DC: Bastaria responder a esta questão unicamente com a palavra «Não», obviamente que não é imprescindível. O conhecimento da história do cinema pode ajudar, ou até pode ser prejudicial se influenciar em demasia, e apenas incutir a produção de pastiches. Porém, um conhecimento crítico da história do cinema é quase sempre uma mais valia seja na produção e realização de um filme ou na sua avaliação como espectador. Evidentemente que um cinéfilo ou um crítico só poderá reconhecer e avaliar justamente ao atribuir qualidade a um filme se possuir vastos conhecimentos sobre a história e a estética do cinema. Isto sem esquecermos que as idiossincrasias estão sempre presentes na produção/realização de um filme, assim como na sua recepção por parte do espectador, seja ele cinéfilo ou crítico ou muito simplesmente uma pessoa que gosta de ver filmes. Já o sucesso é coisa que só interessa ao merchandising e na maior parte das vezes não reflecte a real qualidade do filme (ou a falta da mesma).

CL: Comenta a seguinte citação do realizador Jean-Luc Godard: "Fotografia é verdade. Cinema é verdade vinte e quatro vezes por segundo."

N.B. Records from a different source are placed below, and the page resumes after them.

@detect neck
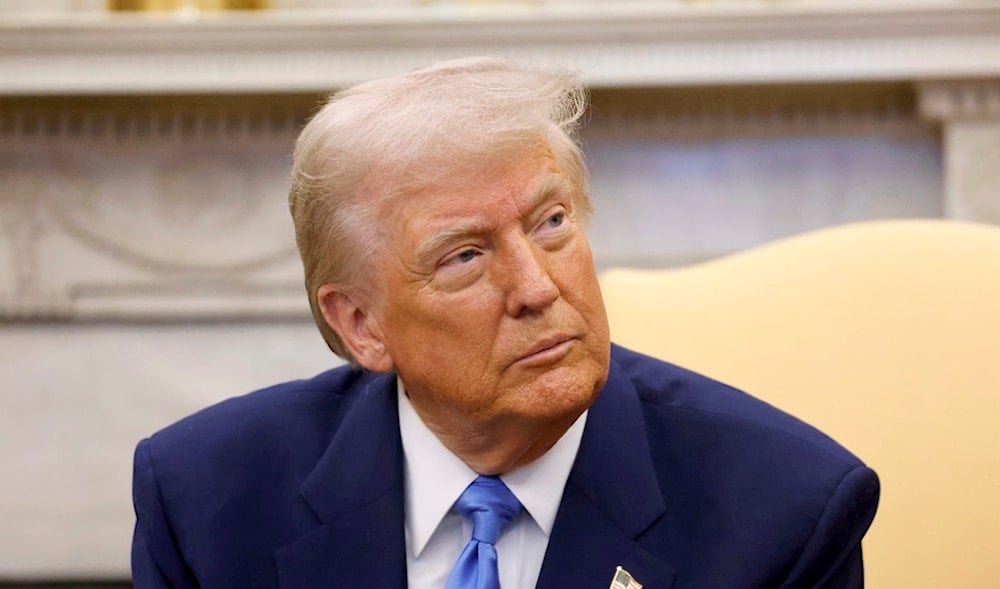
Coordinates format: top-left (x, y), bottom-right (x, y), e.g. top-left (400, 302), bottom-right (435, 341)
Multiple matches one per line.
top-left (415, 407), bottom-right (582, 475)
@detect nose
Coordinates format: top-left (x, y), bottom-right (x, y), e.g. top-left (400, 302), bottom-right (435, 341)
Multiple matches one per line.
top-left (503, 238), bottom-right (559, 317)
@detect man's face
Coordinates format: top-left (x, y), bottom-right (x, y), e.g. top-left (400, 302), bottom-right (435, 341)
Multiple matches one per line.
top-left (362, 148), bottom-right (610, 440)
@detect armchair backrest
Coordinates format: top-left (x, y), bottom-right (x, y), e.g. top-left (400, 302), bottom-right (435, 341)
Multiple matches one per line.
top-left (601, 220), bottom-right (1000, 589)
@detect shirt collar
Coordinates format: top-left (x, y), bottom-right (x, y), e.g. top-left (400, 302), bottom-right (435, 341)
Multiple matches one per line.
top-left (396, 377), bottom-right (587, 557)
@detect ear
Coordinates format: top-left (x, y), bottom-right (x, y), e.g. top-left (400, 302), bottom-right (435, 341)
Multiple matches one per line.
top-left (316, 284), bottom-right (393, 372)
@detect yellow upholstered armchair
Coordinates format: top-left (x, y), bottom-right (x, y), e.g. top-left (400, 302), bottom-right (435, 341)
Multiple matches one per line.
top-left (601, 220), bottom-right (1000, 589)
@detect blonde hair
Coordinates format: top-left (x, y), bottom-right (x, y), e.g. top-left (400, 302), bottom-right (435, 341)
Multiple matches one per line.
top-left (288, 57), bottom-right (591, 363)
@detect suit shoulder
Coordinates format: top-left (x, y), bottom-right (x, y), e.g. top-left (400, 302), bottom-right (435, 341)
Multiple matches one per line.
top-left (140, 366), bottom-right (390, 480)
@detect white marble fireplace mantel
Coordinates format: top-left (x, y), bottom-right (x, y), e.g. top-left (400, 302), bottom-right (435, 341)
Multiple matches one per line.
top-left (0, 0), bottom-right (1000, 95)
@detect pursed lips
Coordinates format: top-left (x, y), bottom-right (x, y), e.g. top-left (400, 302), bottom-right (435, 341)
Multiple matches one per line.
top-left (514, 334), bottom-right (576, 364)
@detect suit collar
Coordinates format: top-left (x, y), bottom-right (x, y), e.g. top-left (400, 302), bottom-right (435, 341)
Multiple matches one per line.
top-left (537, 356), bottom-right (675, 588)
top-left (275, 374), bottom-right (406, 589)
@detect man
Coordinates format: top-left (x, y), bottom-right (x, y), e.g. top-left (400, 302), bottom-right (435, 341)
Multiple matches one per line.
top-left (133, 59), bottom-right (878, 589)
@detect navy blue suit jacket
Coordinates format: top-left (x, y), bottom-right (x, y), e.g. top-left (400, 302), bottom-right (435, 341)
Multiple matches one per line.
top-left (132, 347), bottom-right (879, 589)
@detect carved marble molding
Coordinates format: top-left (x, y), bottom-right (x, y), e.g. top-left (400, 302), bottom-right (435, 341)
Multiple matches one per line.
top-left (919, 78), bottom-right (1000, 223)
top-left (0, 0), bottom-right (1000, 95)
top-left (919, 78), bottom-right (1000, 122)
top-left (0, 99), bottom-right (307, 320)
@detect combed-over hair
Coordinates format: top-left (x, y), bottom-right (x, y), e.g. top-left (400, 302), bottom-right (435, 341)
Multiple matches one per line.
top-left (288, 57), bottom-right (591, 363)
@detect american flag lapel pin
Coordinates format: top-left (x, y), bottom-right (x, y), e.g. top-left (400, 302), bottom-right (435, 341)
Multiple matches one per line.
top-left (608, 565), bottom-right (642, 589)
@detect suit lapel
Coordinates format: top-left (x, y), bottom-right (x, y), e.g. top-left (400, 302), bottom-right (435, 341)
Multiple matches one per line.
top-left (275, 374), bottom-right (406, 589)
top-left (537, 360), bottom-right (675, 589)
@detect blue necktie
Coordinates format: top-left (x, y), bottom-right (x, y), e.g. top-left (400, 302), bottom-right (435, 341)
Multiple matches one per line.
top-left (445, 476), bottom-right (522, 589)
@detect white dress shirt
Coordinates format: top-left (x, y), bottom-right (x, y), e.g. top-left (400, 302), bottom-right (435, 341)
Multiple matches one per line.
top-left (397, 379), bottom-right (587, 589)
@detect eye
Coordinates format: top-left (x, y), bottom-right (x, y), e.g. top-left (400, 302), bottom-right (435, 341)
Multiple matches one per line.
top-left (441, 248), bottom-right (482, 266)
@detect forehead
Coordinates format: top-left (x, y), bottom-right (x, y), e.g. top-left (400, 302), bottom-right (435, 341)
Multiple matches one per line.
top-left (381, 149), bottom-right (570, 238)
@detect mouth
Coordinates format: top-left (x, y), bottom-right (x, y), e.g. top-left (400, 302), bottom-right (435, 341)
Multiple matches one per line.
top-left (514, 335), bottom-right (576, 366)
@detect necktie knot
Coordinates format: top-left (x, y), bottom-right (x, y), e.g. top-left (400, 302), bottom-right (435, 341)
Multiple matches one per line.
top-left (445, 476), bottom-right (523, 589)
top-left (455, 476), bottom-right (521, 544)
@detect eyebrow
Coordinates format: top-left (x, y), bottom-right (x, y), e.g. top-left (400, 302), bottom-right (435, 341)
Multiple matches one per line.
top-left (416, 173), bottom-right (572, 260)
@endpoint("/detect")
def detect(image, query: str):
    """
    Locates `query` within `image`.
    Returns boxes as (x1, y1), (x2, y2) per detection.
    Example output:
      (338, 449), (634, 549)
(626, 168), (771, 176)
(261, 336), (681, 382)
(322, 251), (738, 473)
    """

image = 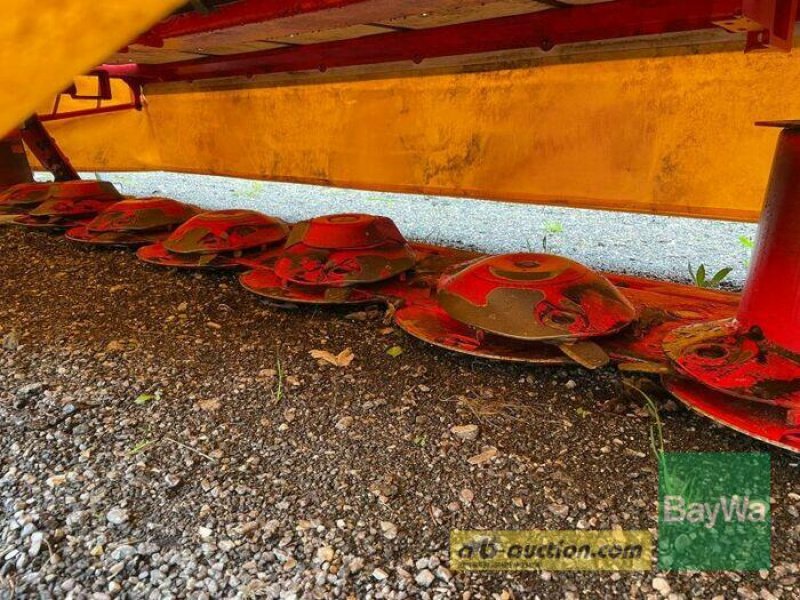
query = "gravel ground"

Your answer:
(37, 173), (756, 287)
(0, 212), (800, 600)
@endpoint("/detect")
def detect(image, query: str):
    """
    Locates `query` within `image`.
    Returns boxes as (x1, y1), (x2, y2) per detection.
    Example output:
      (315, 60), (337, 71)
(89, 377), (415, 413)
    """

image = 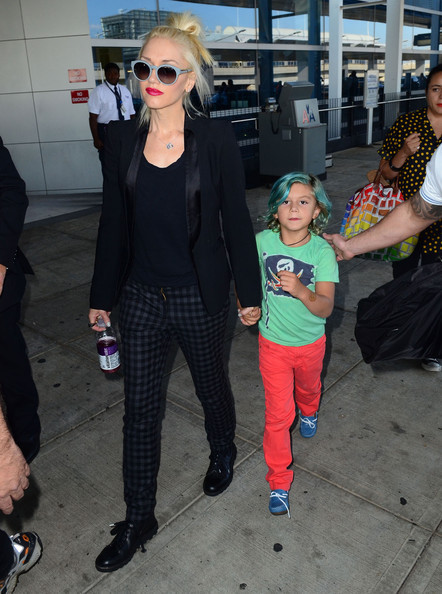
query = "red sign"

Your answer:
(71, 89), (89, 103)
(68, 68), (87, 82)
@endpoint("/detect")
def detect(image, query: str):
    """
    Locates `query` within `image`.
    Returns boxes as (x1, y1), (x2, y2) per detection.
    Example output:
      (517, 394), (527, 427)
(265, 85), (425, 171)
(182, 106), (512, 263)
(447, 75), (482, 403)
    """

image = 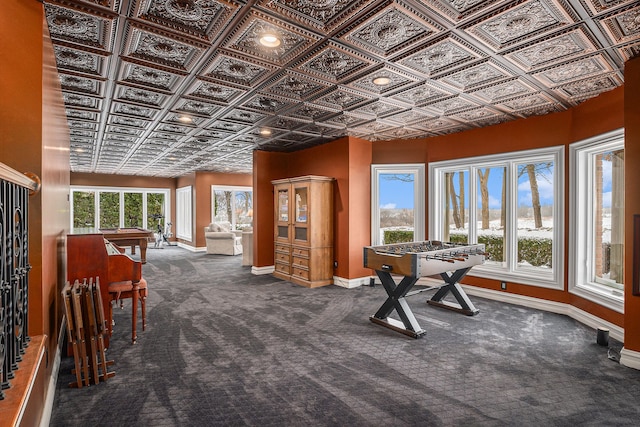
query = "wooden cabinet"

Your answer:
(272, 176), (334, 288)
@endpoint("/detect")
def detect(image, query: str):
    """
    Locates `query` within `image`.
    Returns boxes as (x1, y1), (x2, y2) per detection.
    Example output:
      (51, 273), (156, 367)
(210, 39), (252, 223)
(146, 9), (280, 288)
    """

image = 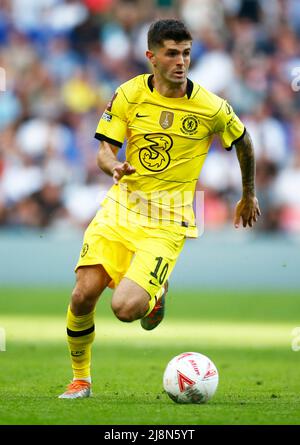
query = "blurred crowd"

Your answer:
(0, 0), (300, 233)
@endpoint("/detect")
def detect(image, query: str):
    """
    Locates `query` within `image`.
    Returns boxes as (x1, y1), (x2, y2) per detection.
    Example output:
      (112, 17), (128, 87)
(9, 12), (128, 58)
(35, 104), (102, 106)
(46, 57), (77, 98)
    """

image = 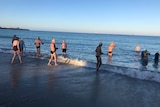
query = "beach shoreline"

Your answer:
(0, 53), (160, 107)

DC: Na brincadeira, costumo dizer que o nome artístico completo deste grande cineasta é Jean-Luc “Boutade” Godard, ele é: le roi des boutades. Dos ditos espirituosos e inteligentes, hiperbólicos, alegóricos e quase parabólicos. Esta afirmação de Godard é um dos grandes exemplos da sua atitude de agente provocador, o que ele pretende, e faz isso muito bem, é pensar com as imagens e os sons através da arte, da literatura, do cinema e da história. Estas afirmações não são axiomáticas, são provocações à reflexão individual. Em particular esta que é citada é de uma paixão exacerbada pelo cinema, isto é, JLG reforça a importância do cinema como uma verdade absoluta, ora sabemos que isto é uma hipérbole cinéfila, porque nem a fotografia (imagem fixa) é a verdade e muito menos o cinema na sua repetição (imagem em movimento). A imagem fotográfica na captação não está separada de uma interpretação individual nem do aparelho/dispositivo que a regista e o mesmo se passa com o cinema. Se com a película (analógico) a manipulação da verdade sempre existiu, agora com o digital a verdade está extrapolada na sua manipulação. A questão filosófica do que é a Verdade e a suposta Realidade transcende a fotografia e o cinema. Os dixits de JLG são como pedras de arremesso para uma boa discussão cinéfila, incitam a uma reflexão sobre o cinema e a história, mas não são nenhum fiel depositário da verdade, e ainda bem.